Gaitán trabajaba en un grupo de investigación del CSIC sobre ‘Artistas exiliadas en América después de la Guerra Civil’ cuando se topó con Victorina. Empezó a buscar su vida y en el camino encontró a Murga. «A Idoia le interesaba por la escenografía y a mí porque era una artista en el exilio», cuenta la doctora en Historia Contemporánea, por teléfono, desde Filadelfia (EEUU).
De Victorina Durán era conocido su trabajo como escenógrafa, pero nadie se había detenido a estudiar su pintura. Gaitán y Murga fueron a Buenos Aires en busca de los rastros de la artista. Allí encontraron muchos datos y algunos familiares. En los trasteros de sus casas quedaban algunas obras suyas. Igual pasó en Madrid: había recuerdos en más trasteros.

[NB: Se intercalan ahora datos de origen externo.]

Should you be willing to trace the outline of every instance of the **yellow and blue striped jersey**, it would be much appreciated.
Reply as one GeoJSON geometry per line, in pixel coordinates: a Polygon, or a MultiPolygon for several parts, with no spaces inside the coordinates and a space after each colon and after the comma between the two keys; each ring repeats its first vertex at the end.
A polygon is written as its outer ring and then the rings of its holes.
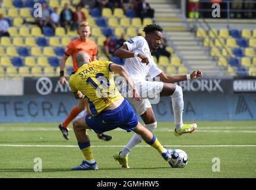
{"type": "Polygon", "coordinates": [[[113,74],[110,75],[111,64],[100,61],[85,64],[69,78],[72,92],[79,90],[89,99],[90,110],[94,116],[122,98],[115,84],[113,74]]]}

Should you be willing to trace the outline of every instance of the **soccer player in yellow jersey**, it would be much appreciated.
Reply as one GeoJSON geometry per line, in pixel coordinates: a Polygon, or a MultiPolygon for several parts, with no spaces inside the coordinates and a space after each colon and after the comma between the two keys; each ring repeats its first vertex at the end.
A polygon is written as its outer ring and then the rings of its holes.
{"type": "Polygon", "coordinates": [[[133,131],[140,135],[172,166],[173,159],[171,150],[164,148],[155,136],[138,122],[131,106],[121,96],[115,84],[110,72],[124,77],[128,86],[133,90],[133,98],[137,101],[141,100],[124,68],[109,61],[91,62],[90,55],[84,52],[77,54],[76,62],[79,68],[77,72],[70,76],[69,86],[75,98],[89,99],[91,114],[79,118],[73,123],[74,131],[85,160],[72,169],[98,169],[92,154],[87,129],[102,133],[118,127],[127,132],[133,131]]]}

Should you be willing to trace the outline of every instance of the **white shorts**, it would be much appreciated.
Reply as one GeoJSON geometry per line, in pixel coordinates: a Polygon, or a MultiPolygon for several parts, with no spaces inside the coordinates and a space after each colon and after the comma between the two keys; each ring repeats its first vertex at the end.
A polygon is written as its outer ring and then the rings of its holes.
{"type": "Polygon", "coordinates": [[[152,107],[151,103],[157,104],[159,102],[159,93],[163,90],[163,83],[148,81],[134,81],[134,83],[142,98],[141,101],[137,101],[132,97],[129,97],[126,90],[127,86],[125,84],[122,87],[122,95],[134,106],[137,113],[141,115],[146,112],[147,108],[152,107]]]}

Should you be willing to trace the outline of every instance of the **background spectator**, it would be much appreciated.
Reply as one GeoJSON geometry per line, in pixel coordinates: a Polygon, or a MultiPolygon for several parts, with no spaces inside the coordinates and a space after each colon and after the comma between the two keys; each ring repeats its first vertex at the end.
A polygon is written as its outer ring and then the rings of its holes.
{"type": "Polygon", "coordinates": [[[8,32],[9,27],[8,21],[4,18],[2,14],[0,14],[0,37],[2,36],[10,37],[10,34],[8,32]]]}

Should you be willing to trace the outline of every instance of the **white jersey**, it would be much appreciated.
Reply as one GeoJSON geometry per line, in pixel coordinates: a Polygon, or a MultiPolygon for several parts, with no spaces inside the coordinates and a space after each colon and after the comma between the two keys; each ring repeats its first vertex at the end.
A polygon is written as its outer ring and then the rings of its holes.
{"type": "Polygon", "coordinates": [[[147,65],[141,63],[139,58],[126,59],[124,66],[134,80],[145,80],[148,72],[150,77],[154,78],[162,72],[154,62],[148,43],[144,37],[134,37],[124,44],[127,45],[129,51],[143,54],[149,61],[149,64],[147,65]]]}

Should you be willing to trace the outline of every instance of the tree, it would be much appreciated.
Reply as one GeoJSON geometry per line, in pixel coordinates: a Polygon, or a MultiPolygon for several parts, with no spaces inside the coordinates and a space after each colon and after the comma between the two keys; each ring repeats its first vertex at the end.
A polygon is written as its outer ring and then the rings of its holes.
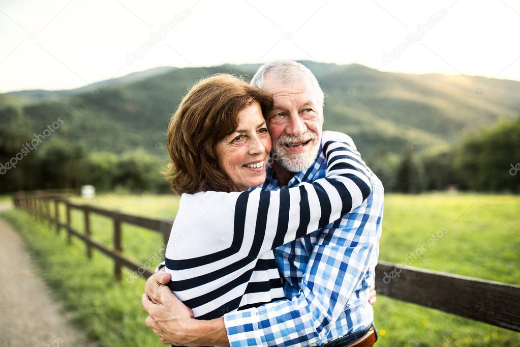
{"type": "Polygon", "coordinates": [[[424,170],[422,163],[407,148],[396,171],[395,190],[404,193],[417,194],[424,188],[424,170]]]}

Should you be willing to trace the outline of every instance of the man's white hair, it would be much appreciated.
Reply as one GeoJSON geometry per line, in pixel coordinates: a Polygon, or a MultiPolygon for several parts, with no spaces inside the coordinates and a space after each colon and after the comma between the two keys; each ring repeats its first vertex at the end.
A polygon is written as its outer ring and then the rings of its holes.
{"type": "Polygon", "coordinates": [[[274,60],[268,62],[260,67],[256,73],[251,79],[250,84],[261,89],[264,80],[268,73],[272,74],[275,79],[282,82],[291,81],[303,75],[310,82],[310,85],[318,98],[319,106],[322,109],[323,109],[324,97],[323,91],[320,87],[320,84],[318,83],[318,80],[316,79],[314,74],[305,66],[293,60],[274,60]]]}

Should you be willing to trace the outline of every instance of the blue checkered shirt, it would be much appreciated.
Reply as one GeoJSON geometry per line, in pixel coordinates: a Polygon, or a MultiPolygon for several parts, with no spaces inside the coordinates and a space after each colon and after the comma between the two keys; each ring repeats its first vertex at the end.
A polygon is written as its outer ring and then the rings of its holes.
{"type": "MultiPolygon", "coordinates": [[[[321,148],[314,164],[298,172],[289,187],[325,177],[321,148]]],[[[268,168],[263,187],[283,185],[268,168]]],[[[383,188],[372,174],[372,194],[334,223],[275,249],[285,300],[224,315],[235,346],[316,346],[369,326],[383,220],[383,188]]]]}

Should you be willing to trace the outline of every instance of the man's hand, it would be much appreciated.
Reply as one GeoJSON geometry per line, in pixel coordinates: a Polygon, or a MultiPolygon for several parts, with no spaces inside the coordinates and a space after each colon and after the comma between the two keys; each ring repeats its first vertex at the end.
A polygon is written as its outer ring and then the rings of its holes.
{"type": "Polygon", "coordinates": [[[146,325],[164,344],[188,345],[191,342],[185,331],[192,319],[191,310],[172,294],[170,288],[161,286],[159,290],[160,304],[154,304],[146,294],[142,294],[142,308],[149,315],[146,325]]]}
{"type": "Polygon", "coordinates": [[[160,304],[142,294],[141,305],[149,314],[145,323],[164,344],[184,346],[229,346],[224,319],[199,320],[170,288],[159,288],[160,304]]]}
{"type": "Polygon", "coordinates": [[[370,287],[370,297],[368,298],[368,303],[373,305],[378,300],[378,293],[375,291],[375,285],[370,287]]]}
{"type": "Polygon", "coordinates": [[[148,298],[155,304],[160,304],[159,295],[159,287],[166,285],[172,279],[170,274],[165,272],[163,266],[160,270],[152,275],[146,280],[145,285],[145,292],[148,298]]]}

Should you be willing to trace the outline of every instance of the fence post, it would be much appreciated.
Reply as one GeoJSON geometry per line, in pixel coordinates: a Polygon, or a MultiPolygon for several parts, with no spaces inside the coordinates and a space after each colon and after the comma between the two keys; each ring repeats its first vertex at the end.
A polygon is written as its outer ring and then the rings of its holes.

Las investigadoras viajaron a Valencia y París en busca de más datos para reconstruir la vida de Victorina. Después de unos años tenían lo más valioso: las memorias de la artista. Pero ocurría algo curioso. Encontraron varias versiones de esta autobiografía. «En el Museo de Almagro había una versión mecanografiada. Ella ya era mayor y no veía bien. Tenía que dictar los textos de Sucedió y El Rastro a sus familiares. Hemos visto que ella hacía correcciones, añadía una frase, pegaba un papel en alguna página… », relata Murga.
En el tomo de Así es, en el que habla de su vida sentimental y sexual, la escritura es distinta. «Podríamos pensar que viene de diarios que escribió en el momento en que ocurrían los hechos y después los agrupó. Por eso hay mucha variedad entre los estilos y las historias que va contando», indica Gaitán. «Y no podemos tomar todo como verdad absoluta. Es la artista que se está contando. Puede haber parte novelada», añade Murga.
Victorina no tuvo ningún pudor en hablar de sus amantes y sus amores, pero no dio ningún nombre real. «Son protagonistas muchas mujeres casadas con hijos, y ya nietos, y no tengo derecho a provocar escándalo, buscando un éxito editorial», escribió la escenógrafa en el prólogo de Así es. Hoy se conocen esos nombres. Las investigadoras –uniendo hilos entre lo que ella contaba, las carteleras de teatro de entonces y los datos históricos de los archivos– descubrieron a algunas de sus amantes: la actriz Margarita Xirgu, María del Carmen Vernacci, Irene López Heredia, Hélène Bouvier y Susana de Aquino.
A las doctoras en Historia les fascina que Victorina fuera «tan honesta, tan clara y tan independiente». Tan solo se disfrazó para subir a un escenario; ni medio disimulo. Tuvo el valor y el mérito de no ocultarse jamás. Y todavía hoy «es una artista excepcional que no se acaba nunca».